If you’re a little disorganized when it comes to managing your finances and your monthly budget, simply continue reading to discover a handy guide to organizing your finances.
How to organize your finances:
List all of your debt out on a piece of paper:
While you may want to temporarily forget about your debts in order to take control of your finances, it’s crucial to account for all of your debt. Make sure to list the interest rate for each loan or credit card, so that you’ll be able to start paying off your loans and credit cards which have the highest interest rates. As the faster you pay these debts off, the less interest you’ll pay in the long term.
Consider consolidating all of your loans and credit card debt into a single loan:
By consolidating all of your loans and credit card debt into a single loan, you’ll be able to pay a lower amount of interest. As an added bonus, you should find it a lot easier to keep track of your debt if you choose to consolidate all your loans into a single loan. Lastly, you may even find that you’re more motivated to pay off your loan, if you only have a single loan to pay off. As paying off one loan, no matter how big may seem more manageable than paying off two credit cards and three loans.
Use a budgeting app in order to manage all of your receipts:
If you’re terrible at safely storing printed receipts, you can keep track of your everyday spending by taking photos of all of your printed receipts and uploading them to a modern budgeting app. That will automatically add up all of your in store purchases. Most budgeting apps will also allow you to add your online spending to your monthly expenditure. So that you’ll be able to keep track of your online purchases and bills and in store purchases in one place.
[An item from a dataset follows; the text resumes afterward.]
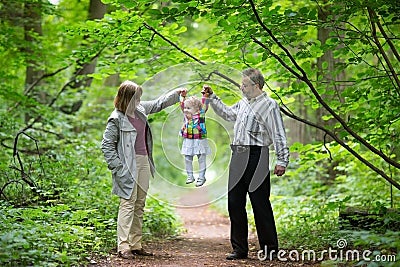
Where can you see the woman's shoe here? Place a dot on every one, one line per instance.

Set up an automatic payment from your everyday account to your long term savings:
In order to force yourself to save a predetermined percentage of your salary or wages, it’s a smart idea to use your online banking account in order to set up a monthly automatic payment from your everyday account to your long term savings account. As an example, you may decide to save 20% of your disposable income each month.
Invest a small portion of your monthly income:
If you opt to save 20% of your monthly disposable income, you may also be interested in investing 10-20% of your monthly income. In order to start investing for your financial future and your retirement. If your monthly budget is tight you may want to start off with investing 10% of your monthly income, while if you have plenty of funds left for luxury items each month, it may be in your best interest to invest 20% of your monthly income.
Consider talking to a financial advisor:
If you speak with a financial advisor, they should be able to give you valuable advice on how you can tweak your monthly budget, in order to increase your passive income.
Hopefully you’ll find managing your finances a whole lot easier after reading all of the finance related tips which are listed above. As taking control of your finances doesn’t have to be a stressful or arduous task.